Understanding the `Datasets` cache system

To whom it may concern,

I am currently working on a ASR project with many different datasets including the ESB dataset and the MLS dataset. However, I reached the maximum quota on the server I’m working with. My final goal is to evaluate my ASR model on these dataset groups so I should be able to bypass the problem using streaming. Yet I am quite interested in how the cache is managed in the Datasets module. If I’m correct, the official Datasets documentation never mentions anything about how to manage/delete an existing cached dataset while the Huggingface Hub documentation is way more detailed.

Example 1 with librispeech_asr:

Using the du command, I know that the huggingface/datasets/librispeech_asr directory is about 300GB. Therefore my guess is that the WAV files are stored inside.

Example 2 with facebook___multilingual_librispeech:

This time, the du command shows that the huggingface/datasets/facebook___multilingual_librispeech directory is only about a few MB. After some quick investigation, I found that the audio files are stored in huggingface/datasets/downloads and possible in huggingface/datasets/downloads/extracted.

My questions:

  1. How can I know the file paths for the audio of a given ASR dataset?
  2. How can I delete one dataset in particular (that is without having to delete the whole cache)?
  3. What’s the difference between huggingface/datasets/downloads and huggingface/datasets/downloads/extracted?
  4. On a slightly different topic, but is there a way to cache only a given split of a dataset? If I’m correct, using the snippet in Code 1 will download the full dataset. Although I could use streaming, caching only part of the dataset would greatly speed up my iterations.

Code 1:

librispeech_en_clean = load_dataset(path="librispeech_asr",
                                    name="clean",
                                    split="test")
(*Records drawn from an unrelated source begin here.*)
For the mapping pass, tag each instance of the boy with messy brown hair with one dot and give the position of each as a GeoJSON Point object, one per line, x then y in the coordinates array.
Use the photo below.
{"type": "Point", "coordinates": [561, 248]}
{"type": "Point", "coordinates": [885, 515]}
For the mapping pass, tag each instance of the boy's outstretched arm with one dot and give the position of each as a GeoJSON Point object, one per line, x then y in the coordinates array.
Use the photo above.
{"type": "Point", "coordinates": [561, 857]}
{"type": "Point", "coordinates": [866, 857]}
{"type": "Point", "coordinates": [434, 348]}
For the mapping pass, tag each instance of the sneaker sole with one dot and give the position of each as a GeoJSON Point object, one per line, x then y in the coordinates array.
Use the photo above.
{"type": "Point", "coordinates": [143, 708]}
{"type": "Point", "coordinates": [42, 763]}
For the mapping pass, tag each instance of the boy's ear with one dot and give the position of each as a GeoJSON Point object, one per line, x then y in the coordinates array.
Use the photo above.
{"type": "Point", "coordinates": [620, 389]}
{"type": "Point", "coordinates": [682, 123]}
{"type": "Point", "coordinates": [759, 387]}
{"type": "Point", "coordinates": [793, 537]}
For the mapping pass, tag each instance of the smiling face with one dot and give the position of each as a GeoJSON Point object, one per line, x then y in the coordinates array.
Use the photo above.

Thank you very much in advance for your time.

Yours sincerely,
Tony

Hi!

Some dataset scripts generate arrow files with embedded external files (image/audio files), and some don’t, hence the discrepancy. In Datasets 3.0, we will always embed these bytes.

  1. By disabling decoding of the audio column and fetching the file paths as follows:
    ds_raw_audio = ds.cast_column("audio", datasets.Audio(decode=False))
    ds_with_audio_paths = ds_raw_audio.map(lambda batched: [audio_dict["path"] for audio_dict in 
    batch["audio"]], batched=True, remove_columns=ds.column_names)
    audio_paths = ds_with_audio_paths.unique()
    
  2. It’s tricky to do this with the current cache structure. It’s best to use cache_dir in load_dataset (one cache directory per dataset) and delete that directory later. We aim to align the cache structure with huggingface_hub to simplify deleting/inspecting it.
  3. archives from huggingface/datasets/downloads are extracted to huggingface/datasets/downloads/extracted.
  4. No, due to the script structure we inherited from Tensorflow Datasets. We need to introduce a special script structure to allow this (while preserving backward compatibility).
5 Likes

Thank you so much, everything’s perfectly clear!